At LRQA our focus has always been on excellence in cyber security. We have teams that offer world class services in red teaming, penetration testing, threat intelligence, research and development, detection and response, governance, risk, and compliance, and plenty more. Our business is global and so are our clients. We work closely with central banks, central and local government, critical national infrastructure, large retailers, and plenty more besides!

We're an award-winning provider of cyber security services and we're at a very exciting stage of development. We are looking for the right people to join us as we embrace the challenges thrown up by the advancements within the IT industry and within the threats faced.

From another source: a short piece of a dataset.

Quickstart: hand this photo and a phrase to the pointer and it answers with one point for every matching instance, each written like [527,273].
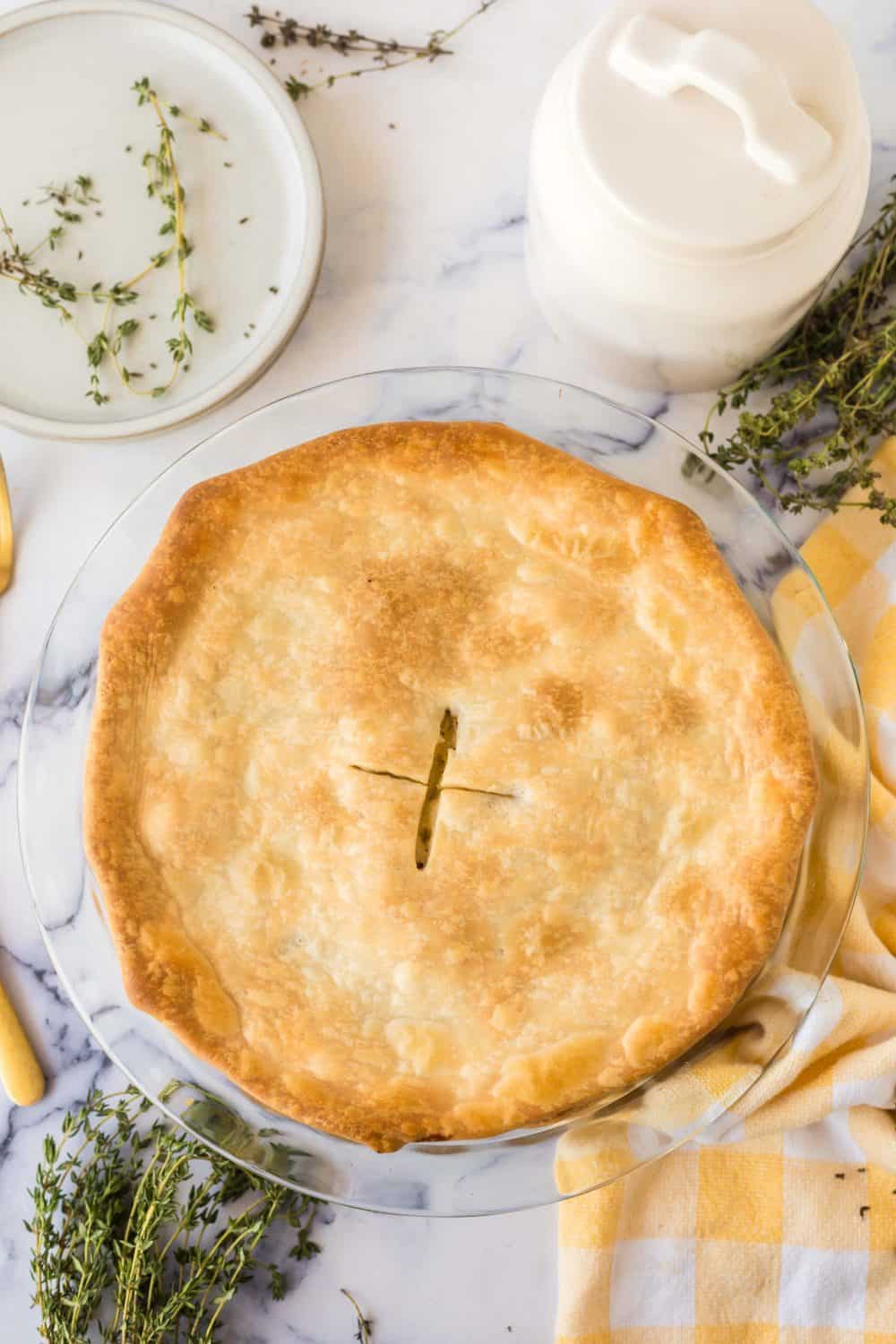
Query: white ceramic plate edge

LRQA will be at the forefront of this arena and we want to seek the right people to join the team and make it happen. You can find out more about us at https://www.lrqa.com/en-us/cyber-security-services/.

The Role

There is a new, exciting opportunity for a Senior Security Consultant to join LRQA's existing dynamic Global Penetration Testing Team.

Our security consultants are responsible for leading and delivering their own penetration testing security engagements with our clients. This includes the full lifecycle of an engagement from kick off call, testing, report creation, report delivery to debrief.

What You'll Be Doing

You will:

. Deliver penetration testing against a wide variety of systems. This is the core of the role.

. Lead or support engagement lifecycle activities such as kick-off calls, wrap up calls, status updates and debrief sessions for each penetration test you deliver.

. Produce clear and thorough reports for each engagement that demonstrate technical depth, business impact and continuous improvement through quality assurance reviews.

. Support presales activities by scoping engagements, advising principal security concerns and testing methodology.

. Build strong client relationships and ensure LRQA always delivers professional consultative style engagements.

. Stay current with emerging threats and provide technical analysis of the current IT security related events where applicable.

. Be a continuous learner, keeping up to date on a wide variety of IT Security related skills and industry knowledge.

. Mentor less experienced security consultants where appropriate.

Key Skills & Certifications

There is no single perfect profile. However, strong candidate will demonstrate some or most of the following:

. Hands-on experience in penetration testing.

. Be confident in all three domains or more: web application, mobile application or infrastructure testing.

. You love getting involved in deep technical challenges, while at the same time being able to clearly communicate risk to both technical and non-technical audiences.

. The ability to teach and mentor other members of the team is a distinct advantage it's part of what makes us LRQA!

. You code open-source tools, contribute to security blogs, or participate in CTFs.

. A passion for cyber, a thirst for knowledge and a constant desire to push yourself to the max.

. In depth knowledge and understanding of applications and networking.

. A background in Information Technology, development, networking, system administration is an advantage.

. A specialisation is a distinct advantage, such as cloud penetration testing skills, exploit development, reverse engineering etc.

We value capability over credentials. We're not looking for badge collectors. That said, one or more of the following will serve as a distinct advantage.

. A BSc degree in relevant technical discipline (or equivalent experience).

. CREST Registered Tester (CRT) or CREST Certified Tester (CCT).

. Offensive Security certifications (e.g. OSCP).

. Cloud security certifications (e.g. AWS Security Specialty / Azure AZ-500).

. Broader security certifications (e.g. CISSP / CCSP / CSK).

. Any other relevant penetration testing or IT certification.